In summary, each character has an Offensive Bonus (OB), which takes into account one's natural physical adeptness, weapon skill, and other factors, and a Defensive Bonus (DB), which takes into account natural agility, the use of shields and "Adrenal Defense", the ability of martial artists to avoid blows seemingly without effort. In addition various modifiers for position, wounds, and other factors are present. An attacking combatant rolls percentile dice, adds his or her OB to the total, adds modifiers, and subtracts the defender's DB. The total is then applied to a table for the attacker's weapon. The attack total is cross-indexed with the type of armor (if any) worn by the defender and the result will be a number of concussion hits dealt, which are then subtracted from the defender's running total. If sufficient hits are dealt, the defender may go unconscious, but death seldom results purely from concussion hit damage.

In addition to concussion hits, however, a critical hit can be dealt by the result on the weapon table. These are described by type (slash, crush, puncture, etc.) and by severity (generally A through E, with E being the most severe). Critical Hits (or simply "crits"), can inflict additional concussion hits, bleeding (subtracted from concussion hits at the start of each new round), broken bones, loss of limbs or extremities, internal organ damage and outright death. If a crit is inflicted, a second roll is made on the appropriate critical table.

==Publication history==
- 1st edition (1980)
- 2nd edition, as part of Rolemaster boxed set (1984)
- As part of revised Rolemaster Standard System (1995)
- As part of revised Rolemaster Fantasy Roleplaying (1999)

==Reception==
In the November 1980 edition of The Space Gamer (Issue No. 33), Jerry Epperson liked Arms Law, saying, "I recommend this book to anyone who likes to tinker with game systems."

Eric Goldberg reviewed Arms Law in Ares Magazine #11 and commented that "Arms Law claims to be a step forward in the field of realistic medieval combat. It documents the differences of specific weapons versus specific types of armor, but there are enough minor errors to keep it well shy of perfection."

Ronald Pehr reviewed Arms Law for Fantasy Gamer magazine and stated that "Arms Law works, and provides intriguing combats, if you are willing to flip through charts, if you can easily read small print, and — most importantly — if you can fill in the holes. These holes are the gamemaster's option in choosing new modifiers to the die rolls. This can be nice if you're adding Arms Law to an existing game, but not so nice if you're using Rolemaster as an independent system."

In the August 1984 edition of Dragon (Issue #88), Arlen Walker had quibbles about Arms Law — combat was very fast and lethal due to the high amount of damage inflicted by a single blow, and he believed that new players used to other role-playing systems should be made aware of this. Walker also questioned why a character could not parry with a two-handed weapon, although he realized it was probably "a concession to speed of play."

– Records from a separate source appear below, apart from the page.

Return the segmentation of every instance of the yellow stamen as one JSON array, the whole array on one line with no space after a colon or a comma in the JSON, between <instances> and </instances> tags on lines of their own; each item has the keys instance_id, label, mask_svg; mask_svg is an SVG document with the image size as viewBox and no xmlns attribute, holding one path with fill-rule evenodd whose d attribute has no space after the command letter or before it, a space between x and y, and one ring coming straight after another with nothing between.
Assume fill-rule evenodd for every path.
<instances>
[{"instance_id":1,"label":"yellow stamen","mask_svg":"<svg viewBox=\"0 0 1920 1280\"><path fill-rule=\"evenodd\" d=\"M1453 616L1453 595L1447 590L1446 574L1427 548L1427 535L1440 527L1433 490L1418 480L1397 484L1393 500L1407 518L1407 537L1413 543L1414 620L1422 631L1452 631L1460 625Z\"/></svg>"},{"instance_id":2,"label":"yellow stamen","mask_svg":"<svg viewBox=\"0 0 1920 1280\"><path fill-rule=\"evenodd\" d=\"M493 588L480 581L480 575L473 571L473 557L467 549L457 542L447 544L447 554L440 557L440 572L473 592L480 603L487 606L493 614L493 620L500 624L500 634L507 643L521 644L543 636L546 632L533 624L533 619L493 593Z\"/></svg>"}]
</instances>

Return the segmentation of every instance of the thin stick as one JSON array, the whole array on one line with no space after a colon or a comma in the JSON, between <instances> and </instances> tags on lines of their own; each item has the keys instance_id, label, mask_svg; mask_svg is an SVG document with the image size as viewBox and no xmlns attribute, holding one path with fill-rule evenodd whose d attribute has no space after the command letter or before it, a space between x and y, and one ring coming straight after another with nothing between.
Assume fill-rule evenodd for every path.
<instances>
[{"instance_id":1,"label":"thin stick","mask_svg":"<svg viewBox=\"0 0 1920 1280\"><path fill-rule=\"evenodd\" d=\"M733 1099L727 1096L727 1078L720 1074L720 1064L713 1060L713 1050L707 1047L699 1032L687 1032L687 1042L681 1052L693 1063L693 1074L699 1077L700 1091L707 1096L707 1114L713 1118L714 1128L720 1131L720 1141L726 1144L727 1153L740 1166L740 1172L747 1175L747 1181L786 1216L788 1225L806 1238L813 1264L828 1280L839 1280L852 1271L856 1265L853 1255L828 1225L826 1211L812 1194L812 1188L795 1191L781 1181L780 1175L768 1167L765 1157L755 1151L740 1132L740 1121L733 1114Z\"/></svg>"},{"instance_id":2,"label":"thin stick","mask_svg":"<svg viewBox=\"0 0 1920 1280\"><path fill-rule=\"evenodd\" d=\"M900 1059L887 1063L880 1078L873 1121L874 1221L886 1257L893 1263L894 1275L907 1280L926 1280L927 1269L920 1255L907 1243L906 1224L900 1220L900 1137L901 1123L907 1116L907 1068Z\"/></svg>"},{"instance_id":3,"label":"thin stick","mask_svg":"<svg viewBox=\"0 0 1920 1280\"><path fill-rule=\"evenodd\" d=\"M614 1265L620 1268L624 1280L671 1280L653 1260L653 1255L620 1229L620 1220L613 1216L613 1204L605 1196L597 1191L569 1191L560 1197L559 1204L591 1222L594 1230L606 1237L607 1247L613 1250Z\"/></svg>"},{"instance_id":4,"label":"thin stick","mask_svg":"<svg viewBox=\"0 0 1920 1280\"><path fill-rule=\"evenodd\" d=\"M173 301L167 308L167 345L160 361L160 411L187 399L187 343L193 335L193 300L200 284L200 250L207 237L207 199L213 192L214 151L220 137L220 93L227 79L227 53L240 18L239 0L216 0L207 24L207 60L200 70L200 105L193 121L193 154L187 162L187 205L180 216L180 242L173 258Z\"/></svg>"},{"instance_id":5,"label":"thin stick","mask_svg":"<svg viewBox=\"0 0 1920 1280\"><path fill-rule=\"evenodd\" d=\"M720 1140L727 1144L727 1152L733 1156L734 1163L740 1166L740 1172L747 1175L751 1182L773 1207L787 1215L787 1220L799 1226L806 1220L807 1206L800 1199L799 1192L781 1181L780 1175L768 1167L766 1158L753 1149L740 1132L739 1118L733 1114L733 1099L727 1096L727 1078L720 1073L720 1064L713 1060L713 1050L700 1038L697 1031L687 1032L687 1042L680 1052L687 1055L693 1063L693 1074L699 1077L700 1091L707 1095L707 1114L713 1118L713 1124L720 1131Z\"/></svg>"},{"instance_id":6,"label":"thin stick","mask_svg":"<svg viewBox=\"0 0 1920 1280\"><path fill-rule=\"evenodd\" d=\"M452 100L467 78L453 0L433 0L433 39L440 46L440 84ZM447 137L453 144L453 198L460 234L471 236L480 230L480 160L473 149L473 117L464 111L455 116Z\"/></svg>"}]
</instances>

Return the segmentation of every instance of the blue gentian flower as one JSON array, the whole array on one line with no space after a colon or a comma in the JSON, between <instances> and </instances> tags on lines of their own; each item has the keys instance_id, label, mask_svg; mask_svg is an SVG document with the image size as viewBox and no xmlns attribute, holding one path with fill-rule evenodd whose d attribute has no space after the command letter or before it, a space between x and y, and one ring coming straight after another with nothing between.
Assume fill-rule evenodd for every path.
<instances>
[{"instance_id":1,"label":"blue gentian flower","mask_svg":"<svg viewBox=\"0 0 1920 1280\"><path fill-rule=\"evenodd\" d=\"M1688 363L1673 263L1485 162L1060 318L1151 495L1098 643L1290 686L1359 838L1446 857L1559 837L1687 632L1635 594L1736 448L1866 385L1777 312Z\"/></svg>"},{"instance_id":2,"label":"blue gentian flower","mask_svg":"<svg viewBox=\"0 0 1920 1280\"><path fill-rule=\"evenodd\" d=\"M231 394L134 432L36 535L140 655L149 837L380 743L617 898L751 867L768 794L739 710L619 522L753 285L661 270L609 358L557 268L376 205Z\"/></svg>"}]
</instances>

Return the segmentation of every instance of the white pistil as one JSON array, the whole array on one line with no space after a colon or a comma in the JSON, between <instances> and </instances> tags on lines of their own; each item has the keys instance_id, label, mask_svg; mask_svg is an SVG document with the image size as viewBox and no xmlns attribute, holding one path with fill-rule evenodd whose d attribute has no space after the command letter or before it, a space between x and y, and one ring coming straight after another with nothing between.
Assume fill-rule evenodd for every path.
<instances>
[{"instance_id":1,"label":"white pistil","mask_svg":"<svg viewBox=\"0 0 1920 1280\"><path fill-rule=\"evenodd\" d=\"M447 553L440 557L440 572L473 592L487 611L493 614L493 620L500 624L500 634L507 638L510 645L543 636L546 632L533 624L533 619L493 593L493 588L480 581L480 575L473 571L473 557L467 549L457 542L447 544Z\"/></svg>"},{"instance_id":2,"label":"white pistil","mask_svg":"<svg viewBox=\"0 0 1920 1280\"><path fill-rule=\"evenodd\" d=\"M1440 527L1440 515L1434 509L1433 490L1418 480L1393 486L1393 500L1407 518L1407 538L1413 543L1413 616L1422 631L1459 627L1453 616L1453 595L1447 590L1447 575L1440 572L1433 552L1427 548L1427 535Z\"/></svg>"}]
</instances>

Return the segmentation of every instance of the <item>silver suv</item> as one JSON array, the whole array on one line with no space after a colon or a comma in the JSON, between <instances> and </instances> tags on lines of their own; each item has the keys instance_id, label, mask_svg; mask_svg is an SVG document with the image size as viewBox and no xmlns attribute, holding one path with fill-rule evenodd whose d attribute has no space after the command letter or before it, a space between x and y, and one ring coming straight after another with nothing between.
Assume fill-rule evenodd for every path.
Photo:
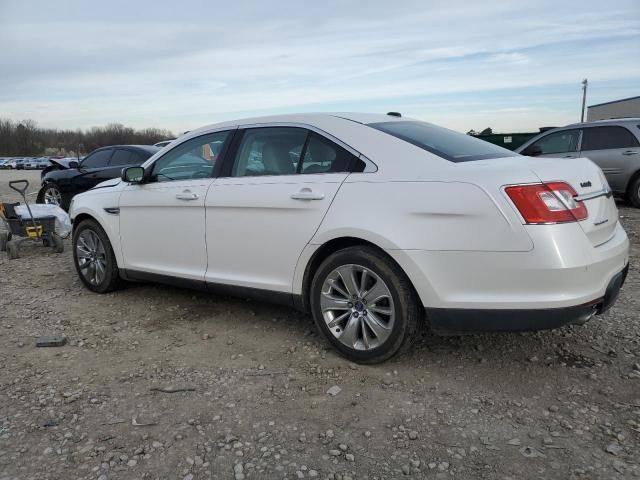
<instances>
[{"instance_id":1,"label":"silver suv","mask_svg":"<svg viewBox=\"0 0 640 480\"><path fill-rule=\"evenodd\" d=\"M554 128L516 149L530 157L587 157L613 192L640 208L640 118L575 123Z\"/></svg>"}]
</instances>

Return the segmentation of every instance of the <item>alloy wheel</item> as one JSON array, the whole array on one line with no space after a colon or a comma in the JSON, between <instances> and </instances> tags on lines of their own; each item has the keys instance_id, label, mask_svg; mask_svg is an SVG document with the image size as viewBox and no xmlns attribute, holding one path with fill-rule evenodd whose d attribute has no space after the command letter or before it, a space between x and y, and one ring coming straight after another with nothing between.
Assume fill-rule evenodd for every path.
<instances>
[{"instance_id":1,"label":"alloy wheel","mask_svg":"<svg viewBox=\"0 0 640 480\"><path fill-rule=\"evenodd\" d=\"M44 203L49 205L60 206L62 204L62 195L56 187L48 187L44 191Z\"/></svg>"},{"instance_id":2,"label":"alloy wheel","mask_svg":"<svg viewBox=\"0 0 640 480\"><path fill-rule=\"evenodd\" d=\"M349 348L379 347L393 330L391 291L376 273L361 265L342 265L327 275L320 308L333 336Z\"/></svg>"},{"instance_id":3,"label":"alloy wheel","mask_svg":"<svg viewBox=\"0 0 640 480\"><path fill-rule=\"evenodd\" d=\"M100 285L107 273L107 255L100 237L93 230L84 230L78 236L76 257L85 280Z\"/></svg>"}]
</instances>

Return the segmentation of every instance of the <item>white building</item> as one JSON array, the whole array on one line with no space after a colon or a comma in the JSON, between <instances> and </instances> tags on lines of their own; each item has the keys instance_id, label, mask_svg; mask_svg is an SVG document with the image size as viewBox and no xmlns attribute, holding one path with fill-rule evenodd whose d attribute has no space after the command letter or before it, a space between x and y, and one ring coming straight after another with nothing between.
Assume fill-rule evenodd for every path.
<instances>
[{"instance_id":1,"label":"white building","mask_svg":"<svg viewBox=\"0 0 640 480\"><path fill-rule=\"evenodd\" d=\"M587 107L587 121L629 117L640 117L640 96Z\"/></svg>"}]
</instances>

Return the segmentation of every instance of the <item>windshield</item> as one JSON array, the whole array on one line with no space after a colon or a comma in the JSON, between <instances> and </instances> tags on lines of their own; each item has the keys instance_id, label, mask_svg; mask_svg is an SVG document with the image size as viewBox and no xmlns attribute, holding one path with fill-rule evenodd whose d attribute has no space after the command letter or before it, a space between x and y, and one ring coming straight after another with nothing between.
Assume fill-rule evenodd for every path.
<instances>
[{"instance_id":1,"label":"windshield","mask_svg":"<svg viewBox=\"0 0 640 480\"><path fill-rule=\"evenodd\" d=\"M506 148L426 122L381 122L369 126L451 162L518 156Z\"/></svg>"}]
</instances>

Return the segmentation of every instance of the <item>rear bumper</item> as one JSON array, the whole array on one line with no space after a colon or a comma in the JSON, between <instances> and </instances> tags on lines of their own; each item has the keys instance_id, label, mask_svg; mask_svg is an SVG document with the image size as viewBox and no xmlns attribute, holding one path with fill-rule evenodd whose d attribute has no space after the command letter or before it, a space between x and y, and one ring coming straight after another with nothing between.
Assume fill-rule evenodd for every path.
<instances>
[{"instance_id":1,"label":"rear bumper","mask_svg":"<svg viewBox=\"0 0 640 480\"><path fill-rule=\"evenodd\" d=\"M561 308L482 310L426 308L431 330L446 335L463 332L522 332L548 330L570 324L583 324L606 312L615 303L627 278L629 266L613 276L602 298Z\"/></svg>"},{"instance_id":2,"label":"rear bumper","mask_svg":"<svg viewBox=\"0 0 640 480\"><path fill-rule=\"evenodd\" d=\"M629 240L618 224L594 247L576 223L540 225L526 252L387 250L434 309L547 310L604 298L629 261Z\"/></svg>"}]
</instances>

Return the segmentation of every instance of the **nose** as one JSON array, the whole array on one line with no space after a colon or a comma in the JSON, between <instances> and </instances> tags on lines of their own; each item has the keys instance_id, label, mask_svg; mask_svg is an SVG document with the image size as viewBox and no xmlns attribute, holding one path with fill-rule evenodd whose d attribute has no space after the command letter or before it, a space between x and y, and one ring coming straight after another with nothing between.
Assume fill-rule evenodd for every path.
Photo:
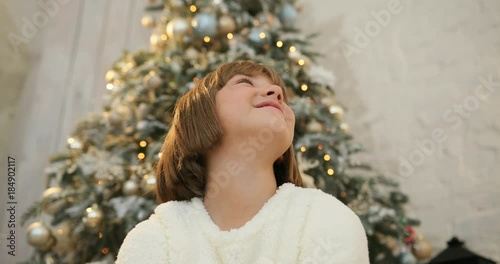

Eleven years later, in the September 1995 edition of Dragon (Issue 221), Rick Swan reviewed the updated 144-page Arms Law book that had been released in conjunction with the revised Rolemaster Standard System edition. Swan found the complexity of the Rolemaster system astounding, saying, "With its tidal wave of numbers, formulas, and tables, the Rolemaster game always struck me as the kind of fantasy RPG that calculus professors play on their day off." Swan found Arms Law to be "mainly a book of tables — more than 100 pages worth." He gave the book an average rating of 4 out of 6, and recommended it only for the mathematically inclined: "If you read computer manuals for fun, if you get misty-eyed thinking about your high school algebra class, if you wonder why your friends complain about something as trivial as filling out tax forms, then Rolemaster ought to be right up your alley. Arms Law is as good a place as any to begin your investigation."